Donc l'idée, c'est oui, ça marche à 100%. Et à ma question, oui, mais le 100% n'existe pas. Si, c'est vraiment chimique et mécanique, organique. À 100%, si la prise est bonne, et on va aller dans le détail de comment on prend bien la PrEP, ça protège. Oui. Oui.
Je crois pas que j'ai quelque chose à rajouter là-dessus, Guillaume. Ça protège. Je trouve ça passionnant parce qu'en ce moment, je regarde Queer as Folk, version américaine. Tu l'as vu ou pas ? Non. Tu l'as jamais vu ? J'ai vu l'anglaise, mais pas l'américaine. Tu me conseilles l'anglaise ? Oui, mais moi, ça a bercé ma découverte de mon homosexualité. Ah ouais ?
Il y a un peu une Madeleine de Proust autour de ça. Et là, la version américaine, elle date des années 2000. Et on suit du coup cinq Américains nord-est de l'Amérique, homosexuels, gays. Je crois qu'ils sont tous gays. Il y a deux lesbiennes. Et un des personnages est séropositif et en couple avec un mec qui est séronégatif.
Et il y a tout un enjeu de vie et de mort pour cet homme qui a eu notre âge, une trentaine d'années. Et j'ai trouvé ça ouf parce que les années 2000, c'est hier. Et le narratif d'une fois que tu es séropositif, tu meurs.
Et où tu vas mourir, ou en tout cas, tu es à deux doigts de mourir. Il parle de devoir prendre un cocktail de médicaments. Et je ne sais pas, c'est une petite parenthèse pour dire qu'aujourd'hui, quand tu es séropositif, déjà, tu ne meurs plus et tu vas mourir d'autre chose.
Et deuxièmement, aujourd'hui, on a les traitements et on a les bloqueurs, on a la chimie pour empêcher ce qu'on n'a pas pu empêcher pendant des années et des années, quoi. Depuis les années 80, même avant, mais c'est ouf. En fait, les 40 ans de la découverte du VIH... C'est là ?

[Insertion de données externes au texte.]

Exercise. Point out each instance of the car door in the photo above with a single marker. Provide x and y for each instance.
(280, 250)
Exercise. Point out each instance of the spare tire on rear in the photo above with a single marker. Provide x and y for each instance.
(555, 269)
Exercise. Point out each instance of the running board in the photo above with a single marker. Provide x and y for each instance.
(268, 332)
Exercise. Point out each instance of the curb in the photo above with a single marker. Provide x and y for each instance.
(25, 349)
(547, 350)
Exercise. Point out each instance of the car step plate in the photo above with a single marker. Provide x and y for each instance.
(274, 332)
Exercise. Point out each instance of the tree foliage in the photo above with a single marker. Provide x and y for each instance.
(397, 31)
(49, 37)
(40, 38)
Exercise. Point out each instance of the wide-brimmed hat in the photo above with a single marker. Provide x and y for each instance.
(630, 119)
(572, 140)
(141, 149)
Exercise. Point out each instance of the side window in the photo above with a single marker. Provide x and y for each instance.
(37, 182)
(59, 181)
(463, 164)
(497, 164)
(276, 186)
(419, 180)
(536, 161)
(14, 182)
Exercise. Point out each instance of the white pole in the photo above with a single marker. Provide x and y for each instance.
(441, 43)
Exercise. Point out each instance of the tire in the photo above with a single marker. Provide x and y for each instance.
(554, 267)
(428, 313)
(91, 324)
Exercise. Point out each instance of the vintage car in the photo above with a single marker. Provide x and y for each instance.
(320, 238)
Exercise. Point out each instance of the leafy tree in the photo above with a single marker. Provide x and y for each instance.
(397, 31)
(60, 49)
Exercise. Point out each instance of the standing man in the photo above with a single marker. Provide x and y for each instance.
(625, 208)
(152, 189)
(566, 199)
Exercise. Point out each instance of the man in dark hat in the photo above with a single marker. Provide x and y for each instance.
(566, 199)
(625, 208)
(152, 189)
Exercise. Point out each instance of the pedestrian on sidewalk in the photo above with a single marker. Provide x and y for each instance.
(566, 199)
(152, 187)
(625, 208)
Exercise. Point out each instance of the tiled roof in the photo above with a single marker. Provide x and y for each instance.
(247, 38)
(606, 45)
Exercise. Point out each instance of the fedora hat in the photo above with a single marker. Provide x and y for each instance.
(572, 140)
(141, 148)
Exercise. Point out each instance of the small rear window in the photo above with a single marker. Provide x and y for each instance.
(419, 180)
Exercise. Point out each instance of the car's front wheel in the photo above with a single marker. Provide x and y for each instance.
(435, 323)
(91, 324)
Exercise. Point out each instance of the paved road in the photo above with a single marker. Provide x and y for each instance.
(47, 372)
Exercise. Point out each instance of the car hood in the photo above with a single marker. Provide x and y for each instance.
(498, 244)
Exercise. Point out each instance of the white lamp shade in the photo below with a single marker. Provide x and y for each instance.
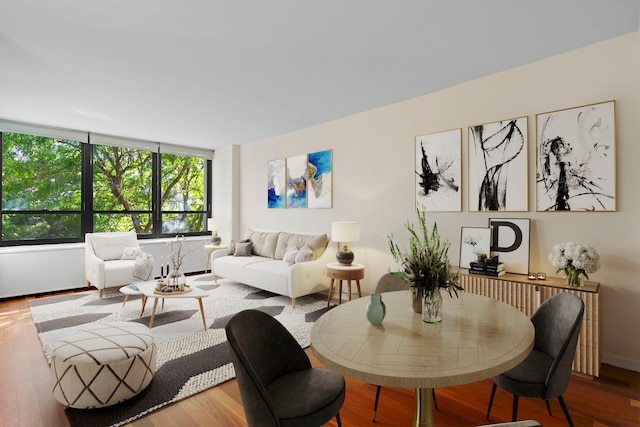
(215, 224)
(345, 231)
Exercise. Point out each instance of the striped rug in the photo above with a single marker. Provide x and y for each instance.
(189, 359)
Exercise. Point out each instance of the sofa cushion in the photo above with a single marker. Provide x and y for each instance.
(264, 242)
(305, 254)
(287, 241)
(243, 249)
(109, 246)
(290, 257)
(232, 245)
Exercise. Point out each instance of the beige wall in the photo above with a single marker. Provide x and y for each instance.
(373, 173)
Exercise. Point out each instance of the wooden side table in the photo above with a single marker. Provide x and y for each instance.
(340, 272)
(208, 250)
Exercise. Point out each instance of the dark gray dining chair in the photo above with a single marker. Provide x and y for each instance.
(545, 372)
(278, 385)
(390, 283)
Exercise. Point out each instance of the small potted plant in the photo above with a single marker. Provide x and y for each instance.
(425, 267)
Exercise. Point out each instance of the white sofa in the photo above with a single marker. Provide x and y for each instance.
(115, 259)
(265, 268)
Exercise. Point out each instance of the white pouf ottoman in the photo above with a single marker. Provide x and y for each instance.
(102, 364)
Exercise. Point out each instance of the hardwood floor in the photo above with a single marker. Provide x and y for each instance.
(611, 400)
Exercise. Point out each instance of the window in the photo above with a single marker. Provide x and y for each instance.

et c'est vrai qu'il y a une sorte de pas incroyable en 96 l'arrivée des trithérapies et puis l'évolution des traitements contre le VIH et ce que tu vois dans cette série et ce que vivent aujourd'hui les séropositifs n'a plus rien à voir aujourd'hui être séropositif c'est prendre un comprimé par jour avoir une espérance de vie identique voire supérieure à la population générale parce que tu vas voir un médecin tous les 6 mois
Donc, tous les six mois, tu as une consultation médicale, tu as un bilan. Donc, tu vas être limite mieux suivi que quelqu'un qui est séronégatif. Je ne dis pas que le VIH a des conséquences dans le corps, bien sûr. Mais il y a quand même la possibilité de vivre normalement et aussi longtemps qu'avec juste un comprimé par jour qui a peu d'effets secondaires.
Cette parenthèse, elle était là pour dire, je comprends pourquoi on est nombreux à être paniqués d'une façon irrationnelle par cette maladie qui a décimé, tué et dans lequel on a grandi. Moi, je suis né en 1986, on ne m'a parlé de sexualité qu'en me parlant de mort et de VIH, la santé publique, etc.,
Et du coup, je pense que la...
Voilà, je pense que ça vient aussi un peu de là, les enjeux de la PrEP et le questionnement du 100% efficace. Je me dis, putain, il y a 20 ans, on devait prendre 1000 médicaments et ce n'était pas efficace. Et aujourd'hui, ça l'est devenu. C'est pour ça que les gens doutent de l'efficacité. Ça a l'air un peu miraculeux. Tandis que tant de personnes sont mortes du VIH-Sida sans complicité. Oui, et puis ça...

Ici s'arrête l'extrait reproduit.